Methods: This study analyze prostate lesions with prostate imaging-reporting and data system category 3-5 that underwent magnetic resonance imaging (MRI)-targeted transperineal prostate biopsy using ultrasound/MRI fusion software at Rumah Sakit Umum Pusat Nasional Dokter Cipto Mangunkusumo from June 2019 to March 2021. rADC of prostate-lesion-to-urine is defined as comparison between mean apparent diffusion coefficient (ADC) value of prostate lesion and urine in urinary bladder from axial section of ADC map of multi-institutional prostate MRI. rADC of prostate-lesion-to-urine between csPCa (acinar adenocarcinoma of the prostate with Gleason score ≥7) and non-csPCa (non-neoplastic prostate tissue or acinar adenocarcinoma of the prostate with Gleason score 6) is compared and the cutoff point is determined using receiver operating curve.
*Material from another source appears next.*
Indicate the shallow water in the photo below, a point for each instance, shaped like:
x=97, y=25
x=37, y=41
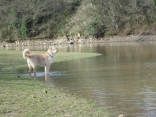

Results: There is significance rADC of prostate-lesion-to-urine difference between 19 prostate lesions with csPCa and 35 prostate lesions with non-csPCa, with mean rADC of prostate-lesion-to-urine in csPCa is 0.21 (0.11-0.33), mean rADC of prostate-lesion-to-urine in non-csPCa is 0.43 (0.30-0.61), and p value is <0.001. The cut-off value of rADC of prostate-lesion-to-urine to differentiate between csPCa and non-csPCa is 0.30, with 94.73% sensitivity and 100% specificity, area under curve is 0.998 (CI95% 0.994-1.000), and p value is <0.001.

Conclusion: rADC of prostate-lesion-to-urine may help diagnose between csPCa and non-csPCa in prostate lesions before prostate biopsy, which is non-invasive, easy to perform, does not require additional preparation and examination."